Many physicians are surprised their patients are not open about taking their medication. Recent studies show most patients only take their medicine as prescribed about half the time and are often reluctant to tell their doctor while a quarter of new prescriptions are never filled. Medication adherence is a growing concern among physicians and health care systems—nonadherence can lead to harm to patients, increased costs of care and unnecessary, time-consuming work for the practice.
An AMA STEPS Forward™ module aims to help physicians and their teams improve the health of their patients while reducing overall costs. A patient is considered non-adherent if they take less than 80 percent of their prescribed medications. This module offers eight steps to decrease medication nonadherence through staff involvement, patient engagement and behavior change.
Marie T. Brown, MD, is a geriatric and internal medicine specialist at Rush University practicing in Oak Park, Illinois, who co-wrote the module. She has successfully improved her patients’ medication adherence and their trust with her team. To improve medication adherence in her practice, Dr. Brown helped her team understand nonadherence in patients and encouraged a change in attitude toward patients and their medication taking behavior.
“Too often we assume the patient is taking their medicine and we don’t uncover the nonadherence,” she said.
Know that medication nonadherence is common
It is common for most physicians to assume that the most common reason for nonadherence is forgetfulness or access/cost, however this accounts for a small amount of nonadherence. Physicians are often surprised to learn that most nonadherence is intentional based on personal beliefs. Understanding the rationale behind their patient’s decision to not take their medication helps the care team better prepare for conversations to steer them towards adherence.
To begin, Dr. Brown recommends physicians and their teams learn more about medication nonadherence and to “appreciate the rationale that led a patient to choosing to not take their medicine.”
“Too often our reaction encourages the patient to conceal their nonadherence and when that happens, it is very dangerous because the physician will think the blood pressure is resistant or their diabetes requires an additional medicine,” Dr. Brown said. “As a result, the patient may be prescribed second and third meds when they are not taking the full dose of the first medicine. If adherence suddenly improves, for example upon hospital admission, blood pressure and glucose levels could drop precipitously.”
Once awareness of how common nonadherence is among patients, physicians and their teams need to develop a blame-free environment to uncover it. The reasons patients don’t take their medicines are numerous, but it is important to make them feel comfortable sharing their true medication taking behavior.
Maintain the right attitude
“The greatest challenge is first to change the attitudes of the health care team,” Dr. Brown said. “Many physicians feel that they have completed their duty—their responsibility to the patient—by prescribing the appropriate medicine and feeling that it is now the sole responsibility of the patient to follow their advice. A physician’s belief in the benefit of the therapy often exceeds the patient’s understanding of that benefit.”
“Knowing how effective the medicine is and how it saves lives, it’s very difficult for physicians to understand why someone wouldn’t take a medicine that would prevent a stroke or heart attack,” she added.
After understanding the numerous causes of medication nonadherence among her patients, Dr. Brown developed a new attitude and let her patients know she was not going to scold them—she wanted to know what they were actually doing and why. She now thanks the patient for sharing the information with her. Only then can the specific cause be addressed.

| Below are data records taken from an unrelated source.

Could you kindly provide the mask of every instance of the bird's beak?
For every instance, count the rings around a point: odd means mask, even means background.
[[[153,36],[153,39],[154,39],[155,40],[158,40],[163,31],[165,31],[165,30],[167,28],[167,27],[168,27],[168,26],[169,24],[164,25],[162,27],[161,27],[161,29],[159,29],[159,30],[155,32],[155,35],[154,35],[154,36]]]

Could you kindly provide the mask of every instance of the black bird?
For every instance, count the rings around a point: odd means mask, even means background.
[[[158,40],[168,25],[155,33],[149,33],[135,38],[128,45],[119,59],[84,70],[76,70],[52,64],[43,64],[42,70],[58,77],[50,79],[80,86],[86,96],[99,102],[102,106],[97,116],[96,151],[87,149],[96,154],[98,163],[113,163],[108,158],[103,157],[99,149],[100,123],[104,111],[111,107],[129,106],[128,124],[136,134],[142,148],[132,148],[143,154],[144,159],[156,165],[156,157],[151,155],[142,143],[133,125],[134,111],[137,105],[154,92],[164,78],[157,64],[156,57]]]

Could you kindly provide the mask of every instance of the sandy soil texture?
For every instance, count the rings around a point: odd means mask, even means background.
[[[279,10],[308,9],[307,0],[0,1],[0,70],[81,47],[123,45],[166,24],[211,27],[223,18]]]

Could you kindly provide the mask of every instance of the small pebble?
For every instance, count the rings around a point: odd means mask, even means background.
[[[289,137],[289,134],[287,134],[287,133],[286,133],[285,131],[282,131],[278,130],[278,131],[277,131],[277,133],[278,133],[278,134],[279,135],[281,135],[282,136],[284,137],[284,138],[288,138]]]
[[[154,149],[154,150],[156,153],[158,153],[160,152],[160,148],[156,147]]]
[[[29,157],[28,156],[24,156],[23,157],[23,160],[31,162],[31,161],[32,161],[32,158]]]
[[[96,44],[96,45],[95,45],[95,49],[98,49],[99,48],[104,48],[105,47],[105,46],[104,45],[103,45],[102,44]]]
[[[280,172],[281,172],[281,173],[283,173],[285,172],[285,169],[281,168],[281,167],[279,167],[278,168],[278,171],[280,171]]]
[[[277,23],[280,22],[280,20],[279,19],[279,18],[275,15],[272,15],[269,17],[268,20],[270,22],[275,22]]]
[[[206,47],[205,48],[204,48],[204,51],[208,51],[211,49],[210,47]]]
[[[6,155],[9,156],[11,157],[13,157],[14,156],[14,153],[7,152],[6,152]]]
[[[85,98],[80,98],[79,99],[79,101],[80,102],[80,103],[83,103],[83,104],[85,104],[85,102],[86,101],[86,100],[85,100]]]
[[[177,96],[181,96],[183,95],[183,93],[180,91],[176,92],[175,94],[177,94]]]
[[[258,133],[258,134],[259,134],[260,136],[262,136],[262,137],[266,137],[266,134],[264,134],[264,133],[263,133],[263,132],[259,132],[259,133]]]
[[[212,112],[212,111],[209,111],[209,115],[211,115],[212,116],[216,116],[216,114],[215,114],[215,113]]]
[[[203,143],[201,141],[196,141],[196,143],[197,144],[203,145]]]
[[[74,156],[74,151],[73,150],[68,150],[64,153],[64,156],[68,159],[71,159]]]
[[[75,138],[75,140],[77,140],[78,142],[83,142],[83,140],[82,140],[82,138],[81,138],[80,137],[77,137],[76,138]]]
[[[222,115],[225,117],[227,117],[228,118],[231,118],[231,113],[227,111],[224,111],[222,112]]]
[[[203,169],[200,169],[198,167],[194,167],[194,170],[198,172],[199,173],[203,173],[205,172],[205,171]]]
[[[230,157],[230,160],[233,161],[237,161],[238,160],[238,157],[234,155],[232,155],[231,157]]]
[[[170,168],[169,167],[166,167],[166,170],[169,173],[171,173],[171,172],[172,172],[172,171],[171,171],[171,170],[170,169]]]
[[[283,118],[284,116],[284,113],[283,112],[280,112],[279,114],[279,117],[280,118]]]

“Phrase the questions so the patient can answer affirmatively,” she said. “Frame it so that it’s OK for them to tell you what they’re doing—it saves an enormous amount of time because you’re not starting a whole new workup or prescribing that second line drug that might need preauthorization.”
Asking patients, “Why aren’t you taking the medications I prescribed?” often feels confrontational and suggests that the patient’s nonadherence is because they are defying the physician’s recommendations. Instead, try saying, “Many people have trouble taking their medications on a regular basis. Do you find this is the case for any of your medications?” This removes blame from the patient to allow them to open up about their particular situation and gives the physician and the care team the opportunity to appropriately intervene.
If physicians have effectively uncovered nonadherence and begin to improve the medication taking behavior of the patient, it is important to decrease or even discontinue some of the medicines in order to avoid over treating a chronic condition.
“Now that I’ve changed my attitude, when I see someone whose blood pressure or diabetes is out of control and I suspect that they are not taking their medicine, I look forward to working with that patient rather than being frustrated,” Dr. Brown said. “It has brought tremendous more joy to my practice.”
Several modules have been developed from the generous grant funding of the federal Transforming Clinical Practices Initiative (TCPI), an effort designed to help clinicians achieve large-scale health transformation through TCPI’s Practice Transformation Networks. The AMA, in collaboration with TCPI, is providing technical assistance and peer-level support by way of STEPS Forward resources to enrolled practices. The AMA is also engaging the national physician community in health care transformation through network projects, change packages, success stories and training modules.